The project's aim in developing the portal was to erase the border between France and Germany: through its content, it is by its very nature a bilingual, cross-border portal and an open network of different archives. The goal was to virtually reproduce the historical memory of the Upper Rhine region. This approach will allow the public to access the historical knowledge and collections of the Upper Rhine region, with the help of modern bilingual explanations of historical documents, and the use of new media (digitization online access, and communication platforms such as blogs).

The project covers the Middle Ages and the beginning of the Early Modern Period (16th century). In the past, people weren't particularly aware of the border, and natural borders such as the Rhine were 'permeable'", which sources from the Middle Ages and the Reformation show clearly. It is expected that the portal will be expanded to cover more recent historical periods, up to and including the major conflicts between France and Germany in the 19th and 20th centuries: representing the border space over time and as a whole, from the height of its strength to its weaker periods would offer a meaningful and coherent perspective.

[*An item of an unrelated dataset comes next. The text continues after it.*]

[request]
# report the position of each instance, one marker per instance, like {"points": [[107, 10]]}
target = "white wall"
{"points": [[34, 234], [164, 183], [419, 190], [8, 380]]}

The partner institutions contributed to the project in various ways, including preparing and digitizing the historical source documents and making them available through the portal, developing a cross-border database ("Archivum Rhenanum"), which is also permanently accessible through the portal. Further initiatives include mediation with the general public about cultural heritage as "collective memory", through, for example, the development of a platform for discussion and communication with the public that is permanently maintained. Finally, steps were taken to ensure the preservation of the archival collections.

The project ran from 2013 to 2015 and is now finished.